Devon Energy Corp. agreed to acquire WPX Energy Inc. in a $2.56 billion all-stock deal, creating one of the largest independent U.S. shale producers and answering investor calls for consolidation at a time of crisis for the sector.
The transaction, which includes a deal premium of about 2.6%, will see Devon shareholders own approximately 57 percent of the combined entity, the companies said Monday in a statement. Shares of Devon and WPX surged, indicating investor enthusiasm for the deal.
The plunge in oil prices this year, which has left much of the shale industry unprofitable, has added to the impetus for mergers and acquisitions, particularly in the Permian, where scores of producers operate in close physical proximity.
U.S. Shale investors are frustrated after years of poor returns and missed targets. Many have called for the sector to consolidate in order to slash costs, and some have advocated for low-to no-premium deals to get them across the finish line. Stock prices have been hammered, and companies with market values of less than $5 billion are losing relevance with public investors, according to analysts at Tudor, Pickering, Holt & Co.

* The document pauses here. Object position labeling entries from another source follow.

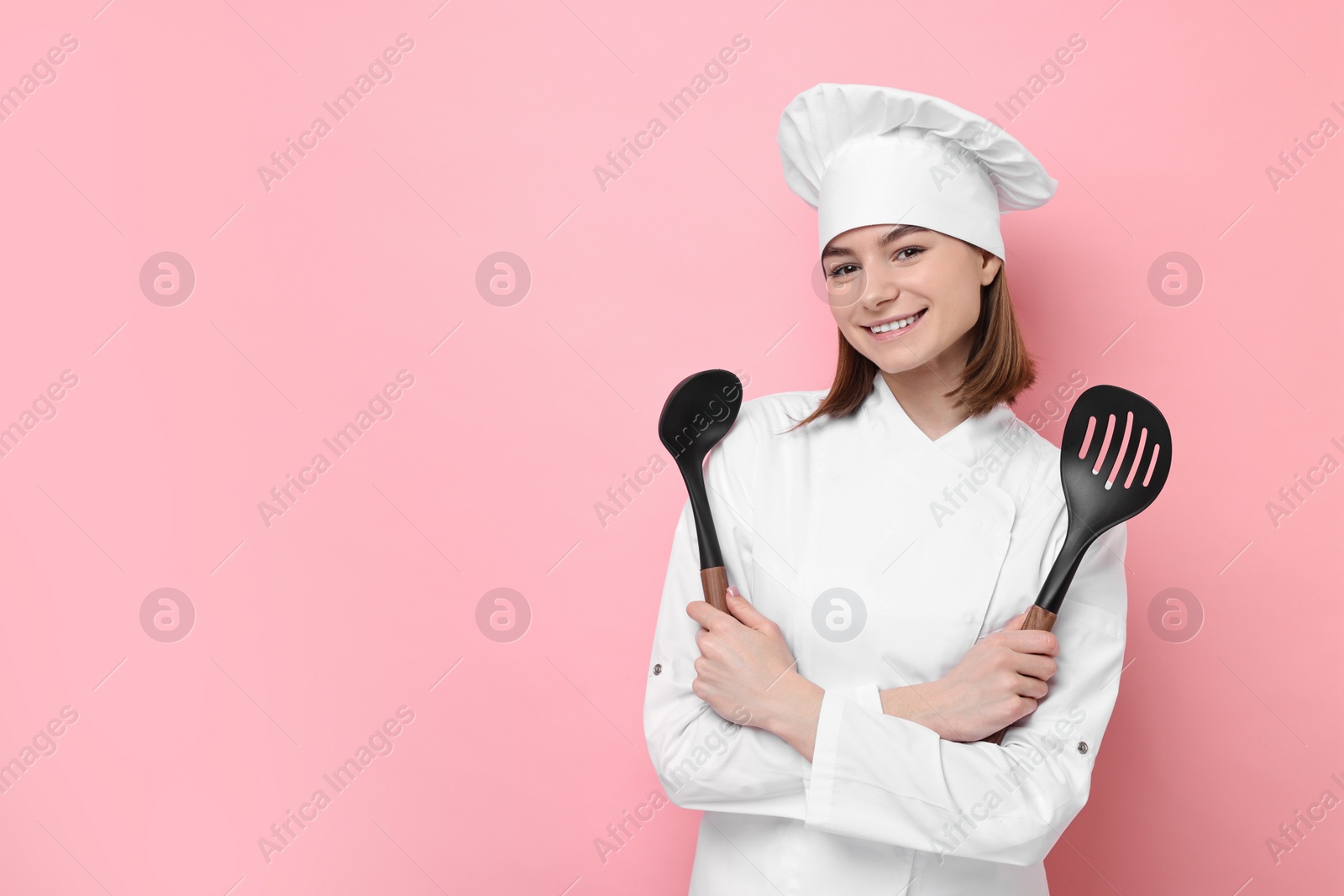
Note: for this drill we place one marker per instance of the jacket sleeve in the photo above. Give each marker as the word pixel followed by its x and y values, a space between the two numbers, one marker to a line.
pixel 705 761
pixel 897 782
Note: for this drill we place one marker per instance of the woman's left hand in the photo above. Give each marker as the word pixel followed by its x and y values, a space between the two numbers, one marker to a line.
pixel 748 673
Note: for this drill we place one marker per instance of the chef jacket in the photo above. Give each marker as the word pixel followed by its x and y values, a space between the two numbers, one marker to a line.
pixel 884 555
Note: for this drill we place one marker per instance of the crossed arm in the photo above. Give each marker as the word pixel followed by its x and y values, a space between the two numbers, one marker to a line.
pixel 746 671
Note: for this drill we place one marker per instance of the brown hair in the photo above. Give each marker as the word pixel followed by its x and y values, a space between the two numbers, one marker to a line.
pixel 998 369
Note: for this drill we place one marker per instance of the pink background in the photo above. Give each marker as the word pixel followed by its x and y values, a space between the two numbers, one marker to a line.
pixel 362 261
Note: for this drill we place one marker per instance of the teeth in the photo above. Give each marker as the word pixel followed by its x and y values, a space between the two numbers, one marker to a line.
pixel 900 324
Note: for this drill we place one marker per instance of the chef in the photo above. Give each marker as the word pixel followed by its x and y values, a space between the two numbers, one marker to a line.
pixel 884 539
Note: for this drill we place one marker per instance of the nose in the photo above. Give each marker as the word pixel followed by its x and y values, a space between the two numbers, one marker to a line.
pixel 879 288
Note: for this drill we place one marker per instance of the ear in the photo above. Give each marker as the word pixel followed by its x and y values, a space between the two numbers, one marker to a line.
pixel 990 265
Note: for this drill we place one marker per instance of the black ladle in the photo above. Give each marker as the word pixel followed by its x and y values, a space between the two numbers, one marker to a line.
pixel 699 412
pixel 1113 461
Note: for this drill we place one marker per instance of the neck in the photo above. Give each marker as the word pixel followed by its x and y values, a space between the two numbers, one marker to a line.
pixel 921 394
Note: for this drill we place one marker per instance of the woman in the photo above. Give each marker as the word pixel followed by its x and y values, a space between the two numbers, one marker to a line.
pixel 887 537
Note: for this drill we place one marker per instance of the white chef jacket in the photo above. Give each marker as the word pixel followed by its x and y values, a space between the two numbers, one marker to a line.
pixel 871 504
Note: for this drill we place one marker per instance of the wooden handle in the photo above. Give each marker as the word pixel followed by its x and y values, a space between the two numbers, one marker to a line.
pixel 1037 620
pixel 716 584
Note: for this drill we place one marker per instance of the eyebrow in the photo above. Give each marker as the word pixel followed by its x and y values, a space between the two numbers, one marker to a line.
pixel 897 233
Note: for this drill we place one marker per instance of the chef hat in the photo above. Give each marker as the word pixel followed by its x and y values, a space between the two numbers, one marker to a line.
pixel 864 155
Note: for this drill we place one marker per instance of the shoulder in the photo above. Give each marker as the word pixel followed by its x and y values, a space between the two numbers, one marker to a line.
pixel 764 423
pixel 776 414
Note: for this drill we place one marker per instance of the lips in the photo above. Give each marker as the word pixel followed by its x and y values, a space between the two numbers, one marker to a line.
pixel 897 331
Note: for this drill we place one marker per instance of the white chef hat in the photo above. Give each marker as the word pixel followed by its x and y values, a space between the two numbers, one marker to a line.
pixel 864 155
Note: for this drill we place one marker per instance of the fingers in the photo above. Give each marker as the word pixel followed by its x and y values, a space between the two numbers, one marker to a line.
pixel 1032 641
pixel 1037 665
pixel 706 614
pixel 748 614
pixel 1034 688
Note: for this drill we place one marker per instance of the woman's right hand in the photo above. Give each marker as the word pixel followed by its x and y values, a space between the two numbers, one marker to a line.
pixel 1000 680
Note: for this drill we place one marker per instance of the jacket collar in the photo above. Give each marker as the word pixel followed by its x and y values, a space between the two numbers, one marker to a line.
pixel 967 443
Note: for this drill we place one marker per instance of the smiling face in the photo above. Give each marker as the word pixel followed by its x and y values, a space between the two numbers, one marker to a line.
pixel 921 285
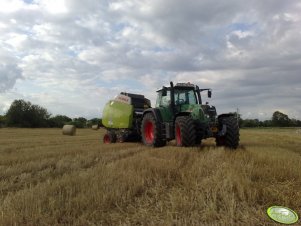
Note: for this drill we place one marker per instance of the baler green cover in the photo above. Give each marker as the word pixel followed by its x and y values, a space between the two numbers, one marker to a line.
pixel 117 115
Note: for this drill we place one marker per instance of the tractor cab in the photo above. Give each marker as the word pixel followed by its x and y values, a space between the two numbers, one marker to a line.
pixel 184 99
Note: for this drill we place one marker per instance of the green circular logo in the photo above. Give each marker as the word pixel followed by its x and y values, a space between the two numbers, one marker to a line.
pixel 282 214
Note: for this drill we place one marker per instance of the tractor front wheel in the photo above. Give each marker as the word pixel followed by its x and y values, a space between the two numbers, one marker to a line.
pixel 151 131
pixel 185 131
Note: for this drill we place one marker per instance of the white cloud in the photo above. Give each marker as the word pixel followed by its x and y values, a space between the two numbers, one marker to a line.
pixel 71 56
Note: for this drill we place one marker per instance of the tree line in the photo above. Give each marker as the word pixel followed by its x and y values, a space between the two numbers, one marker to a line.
pixel 278 119
pixel 24 114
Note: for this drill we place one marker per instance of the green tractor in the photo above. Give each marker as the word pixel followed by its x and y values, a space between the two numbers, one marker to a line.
pixel 180 114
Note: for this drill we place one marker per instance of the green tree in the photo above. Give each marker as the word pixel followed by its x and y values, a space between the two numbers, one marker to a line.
pixel 59 121
pixel 280 119
pixel 79 122
pixel 23 114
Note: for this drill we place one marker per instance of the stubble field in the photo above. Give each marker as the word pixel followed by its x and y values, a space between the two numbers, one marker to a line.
pixel 50 179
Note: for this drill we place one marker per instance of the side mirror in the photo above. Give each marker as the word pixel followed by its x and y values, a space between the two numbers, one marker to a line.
pixel 209 93
pixel 164 91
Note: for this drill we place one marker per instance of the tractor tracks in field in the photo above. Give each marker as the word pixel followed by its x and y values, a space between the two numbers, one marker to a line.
pixel 55 170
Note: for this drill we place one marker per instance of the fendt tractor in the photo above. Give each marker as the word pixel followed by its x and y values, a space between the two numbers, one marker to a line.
pixel 179 114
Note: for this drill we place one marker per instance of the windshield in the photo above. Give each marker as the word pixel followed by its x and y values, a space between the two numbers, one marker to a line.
pixel 183 96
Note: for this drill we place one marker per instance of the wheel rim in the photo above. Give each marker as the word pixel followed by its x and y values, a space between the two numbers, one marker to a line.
pixel 106 139
pixel 149 132
pixel 178 135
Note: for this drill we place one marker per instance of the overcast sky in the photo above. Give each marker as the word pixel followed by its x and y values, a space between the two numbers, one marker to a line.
pixel 72 56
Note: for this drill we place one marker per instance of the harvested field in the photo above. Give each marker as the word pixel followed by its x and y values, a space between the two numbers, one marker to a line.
pixel 50 179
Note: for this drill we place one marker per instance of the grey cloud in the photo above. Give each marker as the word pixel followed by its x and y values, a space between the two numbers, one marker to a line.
pixel 9 73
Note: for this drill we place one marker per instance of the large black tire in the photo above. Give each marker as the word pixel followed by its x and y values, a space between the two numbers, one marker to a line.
pixel 231 138
pixel 151 131
pixel 109 138
pixel 185 131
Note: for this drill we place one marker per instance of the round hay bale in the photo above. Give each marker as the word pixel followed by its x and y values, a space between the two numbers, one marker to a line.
pixel 69 130
pixel 95 127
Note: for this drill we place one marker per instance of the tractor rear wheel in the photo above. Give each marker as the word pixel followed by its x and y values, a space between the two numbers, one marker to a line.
pixel 151 131
pixel 109 138
pixel 231 138
pixel 185 131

"The bar for investment is rising daily -- with most long-only clients we speak with now leaning towards a $10 billion minimum market cap for investment," the analysts wrote in a note Monday. "We believe the public markets would like to see the U.S. upstream sector drop down to 10-15 companies, most of which will likely consolidate through low premium stock-for-stock merger of equals."
Cimarex Energy Co., PDC Energy Inc. and Parsley Energy Inc. could be targets in the future, according to both Johnson Rice & Co. analyst Charles Meade and the analysts from Tudor. ConocoPhillips, EOG Resources Inc. and Marathon Oil Corp. are potential buyers, they said.